CIDADE DO VATICANO (Reuters) - O papa Francisco foi criticado nesta segunda-feira por ter dito a jovens russos que se lembrem do fato de serem herdeiros de czares como Pedro, o Grande, que foi usado pelo presidente do país, Vladimir Putin, como exemplo para justificar a invasão da Ucrânia.
Autoridades ucranianas afirmaram que os comentários, feitos por Francisco na sexta-feira em um sermão ao vivo e transmitido por vídeo a jovens católicos reunidos em São Petersburgo, foram “profundamente lamentáveis”.
Francisco primeiro leu o discurso preparado em espanhol, mas no final mudou de improviso para o italiano e disse: “Não esqueçam da sua hereditariedade. São herdeiros da grande Rússia, a grande Rússia dos santos, dos reis, a grande Rússia de Pedro, o Grande, de Catarina II, do grande império russo, de cultura, de tanta cultura, de tanta humanidade. Vocês são herdeiros da grande mãe Rússia. Em frente”.
O Vaticano publicou no sábado o texto do discurso, mas não incluiu o improviso. Um vídeo com o papa fazendo os comentários foi publicado em websites religiosos.
“É exatamente essa propaganda imperialista, os ‘laços espirituais’ e a ‘necessidade’ de salvar ‘a grande Mãe Rússia’ que o Kremlin usa para justificar a morte de milhares de ucranianos e a destruição das cidades e vilarejos ucranianos”, afirmou Oleg Nikolenko, porta-voz do Ministério das Relações Exteriores da Ucrânia, no Facebook (NASDAQ:META).
“É profundamente lamentável que a noção de ser uma grande potência, que contribui em essência para a crônica agressividade da Rússia, seja ecoada pelo papa, consciente ou inconscientemente”, completou.

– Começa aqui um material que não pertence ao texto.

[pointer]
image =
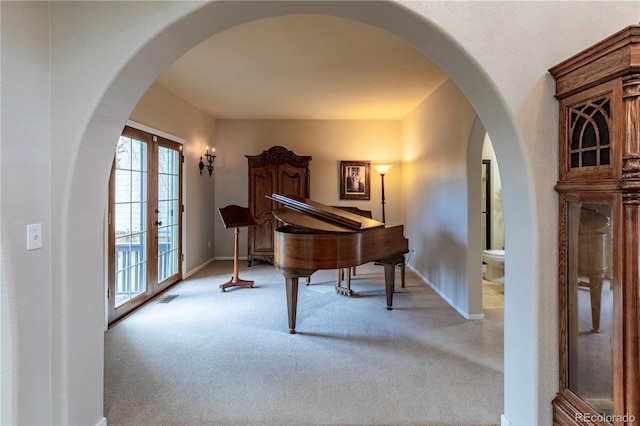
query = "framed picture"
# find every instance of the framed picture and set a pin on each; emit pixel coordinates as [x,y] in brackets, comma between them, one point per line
[355,181]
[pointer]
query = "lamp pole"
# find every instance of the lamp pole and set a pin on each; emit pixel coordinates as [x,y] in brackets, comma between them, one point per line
[383,169]
[383,217]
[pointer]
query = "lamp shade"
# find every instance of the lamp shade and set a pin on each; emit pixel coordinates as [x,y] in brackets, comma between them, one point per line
[382,168]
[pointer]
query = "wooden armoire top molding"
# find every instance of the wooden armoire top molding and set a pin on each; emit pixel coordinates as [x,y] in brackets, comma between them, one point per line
[278,155]
[614,56]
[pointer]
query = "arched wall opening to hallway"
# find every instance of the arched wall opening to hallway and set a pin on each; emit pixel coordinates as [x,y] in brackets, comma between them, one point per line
[81,192]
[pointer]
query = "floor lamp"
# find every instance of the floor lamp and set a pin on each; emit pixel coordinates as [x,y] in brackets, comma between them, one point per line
[382,169]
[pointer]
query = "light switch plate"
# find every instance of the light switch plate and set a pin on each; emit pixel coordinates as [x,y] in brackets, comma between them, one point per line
[34,236]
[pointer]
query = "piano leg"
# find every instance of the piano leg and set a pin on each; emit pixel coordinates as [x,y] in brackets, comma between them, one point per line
[292,302]
[389,282]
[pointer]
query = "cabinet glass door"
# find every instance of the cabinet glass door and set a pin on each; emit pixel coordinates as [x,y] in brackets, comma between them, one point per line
[590,301]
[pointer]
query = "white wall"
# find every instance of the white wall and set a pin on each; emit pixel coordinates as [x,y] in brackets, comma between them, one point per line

O website italiano Il Sismografo, que é especializado em assuntos católicos, chamou em editorial as palavras do papa de “estranhas” neste atual momento da história. A publicação lembrou que Catarina anexou a Crimeia em 1783. Ela também protegeu jesuítas em terras controladas pela Rússia depois que o papa Clemente XIV suprimiu a ordem em todo o mundo em 1773. Francisco é um jesuíta.
Tributo ao czar
No ano passado, Putin homenageou Pedro, o Grande, outro líder russo mencionado pelo papa, traçando um paralelo entre suas próprias missões históricas, de recuperar terras russas.
Putin tem tentado justificar as ações russas na Ucrânia propondo uma visão da história que defende que a Ucrânia não possui identidade nacional ou tradição de Estado.
“Isso é realmente revoltante”, afirmou o ex-presidente da Estônia, Toomas Hendrik Ilves, na rede social X, antigamente conhecida como Twitter.
Francisco já classificou as ações russas na Ucrânia como brutais, cruéis e ferozes. Ele também disse que a invasão violou a autodeterminação do país e cita uma “Ucrânia martirizada” em quase toda aparição pública desde o início da invasão, em fevereiro de 2022.
Contudo, ele já cometeu uma série de gafes falando de improviso. No ano passado, referiu-se à ultranacionalista russa Darya Dugina, morta pela explosão de um carro-bomba perto de Moscou, como uma vítima inocente da guerra.